After almost 5 years at Tendril / Uplight, I’ve finally moved on and just started a new job at Tackle as a Senior Software Engineer on a team working on data ingest. It’s a super exciting time to be joining Tackle, as they just secured Series C funding.
I didn’t leave Uplight on the best of terms, which is potentially a story for another time. Suffice to say, everyone there was beyond helpful and supportive, and I feel terrible about the way I left things. I’m so grateful that they took a chance on me in the first place, as a junior developer fresh out of code school, as well as the opportunity to advance from a junior engineer to a senior engineer and tech lead of a small team. I learned just an unbelievable amount there. There are some amazing folks working there, their mission is wonderful, and I truly wish the company and employees all the best.
It’s been a long time since I started a new job, and the transition from being “the person who can dive into any legacy project and fix it” to being “the person who has absolutely no idea what you’re talking about” has been a little rougher than I anticipated. Needless to say, impostor syndrome is back with a vengeance as well. Not that it ever went away, but I was comfortable enough to keep it at bay most of the time. That said, I’m trying to embrace having fresh eyes, and questioning things that folks take for granted.
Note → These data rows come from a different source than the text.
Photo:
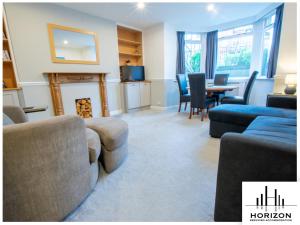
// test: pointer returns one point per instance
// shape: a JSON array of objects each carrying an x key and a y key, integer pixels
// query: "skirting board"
[
  {"x": 162, "y": 108},
  {"x": 116, "y": 112}
]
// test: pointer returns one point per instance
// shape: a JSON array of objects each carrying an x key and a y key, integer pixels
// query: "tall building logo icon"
[
  {"x": 269, "y": 202},
  {"x": 270, "y": 199}
]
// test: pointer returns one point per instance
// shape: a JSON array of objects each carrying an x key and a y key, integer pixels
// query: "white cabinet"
[
  {"x": 145, "y": 93},
  {"x": 137, "y": 94},
  {"x": 133, "y": 95},
  {"x": 11, "y": 98}
]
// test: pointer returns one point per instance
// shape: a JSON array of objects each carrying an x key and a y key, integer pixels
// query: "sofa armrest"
[
  {"x": 247, "y": 158},
  {"x": 282, "y": 101},
  {"x": 45, "y": 164},
  {"x": 15, "y": 113}
]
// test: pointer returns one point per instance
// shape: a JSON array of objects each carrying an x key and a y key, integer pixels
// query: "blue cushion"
[
  {"x": 273, "y": 128},
  {"x": 243, "y": 115}
]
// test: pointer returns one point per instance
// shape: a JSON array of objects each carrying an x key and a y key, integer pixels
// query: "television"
[{"x": 132, "y": 73}]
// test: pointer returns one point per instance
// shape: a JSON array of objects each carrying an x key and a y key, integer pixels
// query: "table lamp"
[{"x": 291, "y": 83}]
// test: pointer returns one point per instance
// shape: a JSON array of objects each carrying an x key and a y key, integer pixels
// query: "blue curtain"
[
  {"x": 211, "y": 54},
  {"x": 180, "y": 67},
  {"x": 272, "y": 63}
]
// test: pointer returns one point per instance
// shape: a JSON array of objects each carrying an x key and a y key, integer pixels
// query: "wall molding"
[
  {"x": 115, "y": 80},
  {"x": 163, "y": 108},
  {"x": 33, "y": 83}
]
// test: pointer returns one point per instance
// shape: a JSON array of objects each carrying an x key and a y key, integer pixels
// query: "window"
[
  {"x": 267, "y": 42},
  {"x": 234, "y": 51},
  {"x": 192, "y": 52}
]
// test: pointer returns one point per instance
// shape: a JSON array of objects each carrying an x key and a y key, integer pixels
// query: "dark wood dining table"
[
  {"x": 215, "y": 88},
  {"x": 218, "y": 88}
]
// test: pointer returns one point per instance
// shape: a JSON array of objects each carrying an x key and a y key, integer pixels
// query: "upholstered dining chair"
[
  {"x": 220, "y": 80},
  {"x": 184, "y": 95},
  {"x": 199, "y": 100},
  {"x": 241, "y": 100}
]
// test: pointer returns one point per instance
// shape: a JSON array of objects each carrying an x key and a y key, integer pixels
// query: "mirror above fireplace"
[{"x": 72, "y": 45}]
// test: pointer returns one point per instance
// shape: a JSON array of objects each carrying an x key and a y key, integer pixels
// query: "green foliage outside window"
[{"x": 193, "y": 63}]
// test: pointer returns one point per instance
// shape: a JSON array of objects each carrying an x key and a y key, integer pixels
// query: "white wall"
[
  {"x": 287, "y": 58},
  {"x": 153, "y": 40},
  {"x": 27, "y": 24},
  {"x": 170, "y": 51}
]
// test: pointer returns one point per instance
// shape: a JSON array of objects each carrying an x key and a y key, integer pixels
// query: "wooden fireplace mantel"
[{"x": 57, "y": 78}]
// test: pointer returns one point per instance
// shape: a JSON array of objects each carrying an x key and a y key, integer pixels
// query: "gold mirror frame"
[{"x": 51, "y": 27}]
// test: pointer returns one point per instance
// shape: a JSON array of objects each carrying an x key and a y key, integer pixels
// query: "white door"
[
  {"x": 133, "y": 95},
  {"x": 145, "y": 93}
]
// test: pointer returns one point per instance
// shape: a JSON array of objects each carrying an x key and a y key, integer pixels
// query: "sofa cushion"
[
  {"x": 94, "y": 145},
  {"x": 244, "y": 114},
  {"x": 113, "y": 132},
  {"x": 7, "y": 120},
  {"x": 274, "y": 129}
]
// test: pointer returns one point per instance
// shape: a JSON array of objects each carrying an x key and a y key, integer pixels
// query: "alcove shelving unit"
[
  {"x": 9, "y": 74},
  {"x": 130, "y": 47}
]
Tackle is growing at an astronomical rate, going from ~50 employees to ~150 just this year, and planning to double again in 2022. That said, it still feels like a very early stage startup. There’s a lot of work to do, which is not at all a jab at the folks who built it. They built what they needed to, and there’s no sense in building software that will scale to millions of requests per hour if you’re only dealing with hundreds, especially when there are so many moving parts involved. Patterns and architecture ought to evolve as the company does, so time spent optimizing some service that very well might not even be in use in 2 years doesn’t seem like time well spent. All that said, there are a few key areas that I’ve been thinking about that will need to be improved soon.
Tightening up loose access control
New engineers have access to basically everything on day 1, violating the principle of least privilege. Creating and enforcing access controls is a bit outside of my wheelhouse, but it’ll probably be a pretty big cultural shift for the engineering team, so getting started early and rolling it out incrementally seems wise.
Better transactional database monitoring
The company has few enough data so far that a single RDS Postgres instance is pretty reliably serving the as the data ingest destination and the API source for everything. This will be unsustainable longer term, and I haven’t seen any sort of health monitoring around it. One red flag is that the maximum used transaction IDs haven’t dropped for as far back as CloudWatch metrics go. It’s nowhere near transaction ID wraparound, but that would be catastrophic, so at the very least, getting monitoring and alerting up is important. Longer term, the DB probably needs to be able to scale horizontally, or we should better utilize the existing data lake.
Data ingest observability
This is a big, exciting topic, and one that I hope to write a lot more about in the future. As a baseline, Barr Moses wrote a great introduction to the topic. The starting point here is freshness. Currently, ingests are all scheduled via cron, and each client’s raw data endpoint is attempted regardless of whether or not we actually expect data to be present. This makes it really hard to know if there was some failure to fetch some client’s data, or if no data was actually expected in the first place. There are too many clients to manually set an expected ingest cadence, so freshness metrics will have to rely on either rudimentary statistics from the DB, or machine learning. The goal is to get away from the current state of being surprised that some client’s data hasn’t been ingested in months, and instead have some easy to understand metrics that can be exposed to customer success folks. There’s a lot more to say about this, but I’ll save that for later.
Signal to noise ratio of alerts
This is a common issue, but one that needs to be addressed at some point. I’ve been at this job for a week, and I’m already getting alert fatigue and ignoring alerts. At some point, useless alerts need to be destroyed, and important ones need to be elevated. This kind of thing will have to be a team effort involving subject matter experts from the source of each alert.
Overall, these are fun and interesting problems to have. I don’t think any of them are unusual for such a young startup, and I’m super excited to start getting my hands dirty. I’m going to try to keep this updated and write about some of these topics more in depth as they come up. Hopefully someone, somewhere will find it helpful!